第九十四話 炎門のその先にあるもの
続きです。
それでは引き続き本作品をお楽しみください。
『ん……アナウンスが流れない?』
なんとか炎門の守り手こと炎の巨人を倒した私たちだったけど、いつもならボスを倒したあとに流れるアナウンスが一向に流れてこないことに気が付いた。
私は不思議に思いながらもブランシュヴァリエソードを腰に差し直し、ナインさんたちの元へと戻っていく。

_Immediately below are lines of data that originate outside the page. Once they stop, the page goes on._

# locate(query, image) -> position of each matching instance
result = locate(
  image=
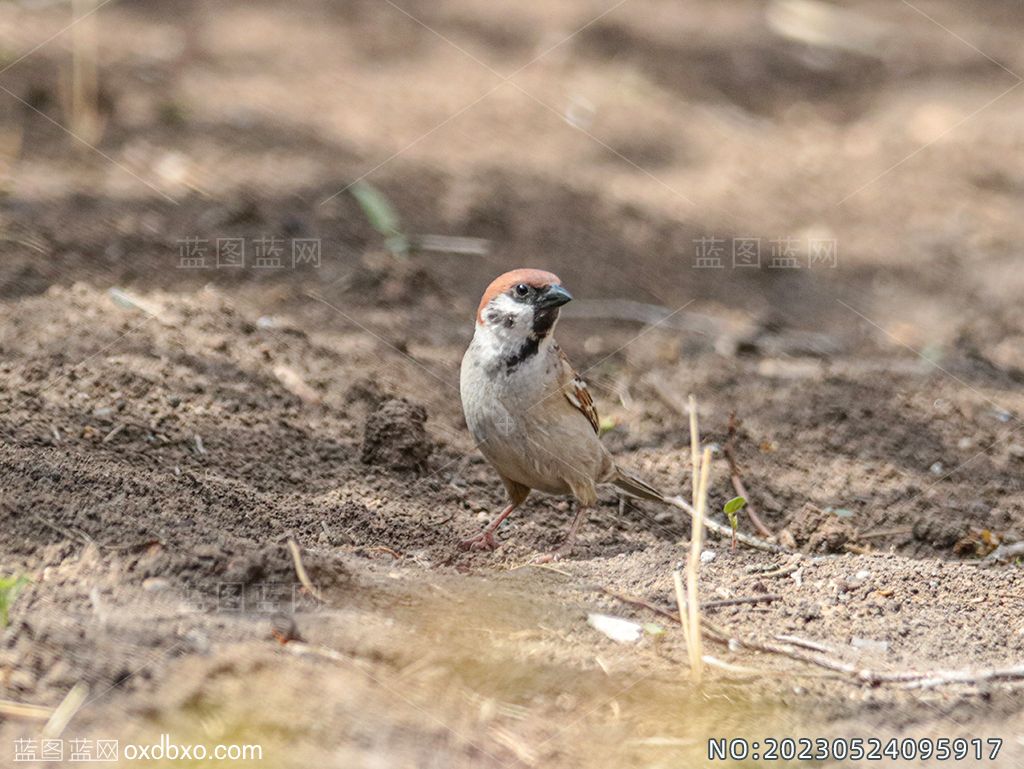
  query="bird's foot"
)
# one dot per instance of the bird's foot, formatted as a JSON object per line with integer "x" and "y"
{"x": 554, "y": 555}
{"x": 483, "y": 541}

ナインさんは人のよさそうな笑顔を浮かべて感謝の言葉を告げた。
「お疲れ様です。いや、助かりましたよ」
『いえいえ。ナインさんの切り札に助けられたおかげですよ。で、単刀直入に聞きたいんですけど、アレ、なんです?』
「アレ……とは?」
うう、その笑顔が怖い……いやでも、間違いなくあのワカメ頭は悪魔だ。恐らく、カノンやクラリスたちが第一回のイベントの時に南の《散華の森》で倒した悪魔だとは思うんだけど。
で、その悪魔がなんで、限定的な形とはいえこうやって現れたのか。
まぁ、十中八九、というより絶対にアンドラスの書ってスキルオーブによるものだとは思うんだけどね。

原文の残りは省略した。